# Babies trying to suckle their brother.



## Rhasputin (Feb 21, 2010)

:lol:

One of my mothers is in a tank, with one of her slightly older babies, a litter of 4 11 day olds, and their father.
Up until now, the father and the older baby, would hang out together, and build fancy tunnels to live in, and the mom had her nest slightly off to the side.

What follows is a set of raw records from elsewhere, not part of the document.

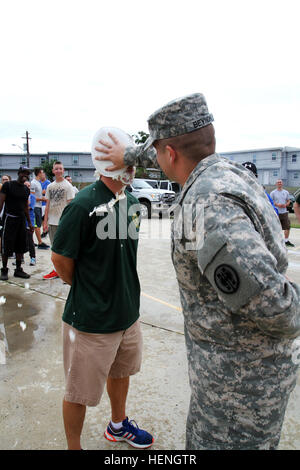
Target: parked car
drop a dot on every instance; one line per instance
(165, 184)
(169, 185)
(153, 183)
(152, 200)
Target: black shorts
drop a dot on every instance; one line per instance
(38, 216)
(14, 239)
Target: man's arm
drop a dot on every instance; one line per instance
(244, 273)
(26, 210)
(64, 267)
(122, 156)
(2, 200)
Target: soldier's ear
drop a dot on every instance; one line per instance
(172, 154)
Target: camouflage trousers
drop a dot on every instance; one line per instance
(231, 407)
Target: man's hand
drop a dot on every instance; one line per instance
(114, 152)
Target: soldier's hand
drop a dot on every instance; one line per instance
(114, 151)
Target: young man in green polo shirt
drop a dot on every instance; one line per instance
(94, 251)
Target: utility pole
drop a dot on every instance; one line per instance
(27, 146)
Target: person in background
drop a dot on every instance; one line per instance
(252, 167)
(36, 189)
(14, 239)
(58, 194)
(30, 242)
(281, 199)
(68, 178)
(45, 183)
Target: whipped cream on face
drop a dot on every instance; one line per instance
(124, 175)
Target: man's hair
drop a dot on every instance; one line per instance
(194, 145)
(37, 170)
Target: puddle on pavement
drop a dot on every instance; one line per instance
(17, 325)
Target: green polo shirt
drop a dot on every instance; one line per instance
(105, 292)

TODAY. . . or some time last night, the mom decided to move the babies right smack dab in the 'main room' of the tunnels that the dad and older sibling live in. So I peek in their to check up on everyone and make sure the move went well, and the mom comes out of the nest, and the babies run right over to their older brother, and start trying to nurse on him. :lol: :lol:

They tried on the dad too, but he wouldn't hold still long enough. :roll:

I normally might worry that they might not be getting enough to eat, but they're big, fat babies. I think they're getting TOO much to eat! :lol:


----------



## CatWoman (Jun 19, 2010)

I usually end up putting pants on the boy kittens in orphan litters I'm raising on bottles, for the same reason. Now I've got this image stuck in my head of mice in tiny little pairs of pants, to protect their manhood. :lol:


----------



## Lizzle (Apr 7, 2010)

CatWoman - that is too funny! :lol: Oh wow, if only that could be done.. hehe.

The last litter I had would try to nurse from every single mouse that they could. Silly little fatties!


----------